As if reality TV villain Tom Sandoval could dig the hole he finds himself in any deeper at this point, the Scandoval cheater-heard-'round-the-world outdid himself by drawing a rather cringe comparison centered on his infamous liaison's cultural impact in a New York Times profile published Tuesday.

When asked why he thought Scandoval — the salacious scandal in which he cheated on his longtime girlfriend Ariana Madix with fellow Vanderpump Rules reality star (and Madix's best friend) Raquel Leviss — received so much attention, Sandoval drew a troubling analogy.

“I’m not a pop-culture historian really,” Sandoval explained, “but I witnessed the O.J. Simpson thing and George Floyd and all these big things, which is really weird to compare this to that, I think, but do you think in a weird way it’s a little bit the same?”

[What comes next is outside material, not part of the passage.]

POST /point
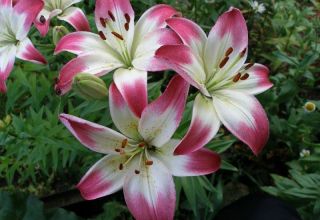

Oh Tom. If only you had stopped yourself at “which is really weird to compare this to that”. Even for a guy with a history of poor decision making, comparing a trashy reality TV show affair to the nationwide reckoning about racism and police brutality following George Floyd's death was a stunningly bad move, to say the very least.

Sandoval and Bravo's PR teams appeared to go into crisis mode rather quickly after this.

The New York Times reporter even tried to give him the benefit of the doubt. “I think I knew what he meant. He was trying to express the oddity of becoming the symbolic center of a nationwide discussion and a major news story; what he communicated instead was something more honest, which is just how much the experience had made him lose perspective,” the article read.

Rylie, a member of Sandoval's new PR team present at the time of Sandoval's cringe statement, said shortly afterward that “sometimes he says too much.” She then added, “and the following day forgets what he says.”

The article further reveals that Rylie's boss, Sandoval's publicist, wrote a text to the reporter the next day cancelling a follow-up appointment. “He'd [Sandoval] rather you don't attend today. He's not feeling the best,” the note read. The reporter also got calls from a Vanderpump Rules executive producer and Bravo publicist inquiring about what Sandoval said concerning O.J. Simpson and George Floyd.

The general consensus was that Sandoval wasn't ready for this and they delayed letting him speak to the reporter again.

But the damage has been done at this point. Tom Sandoval‘s obliviousness about the optics of his words will offend many and stir more controversy surrounding Scandoval. Then again, that pretty much describes all the reality TV drama on Vanderpump Rules these days, so maybe Bravo doesn't need to go into crisis mode after all. Maybe Sandoval just needs to stop being given a pulpit.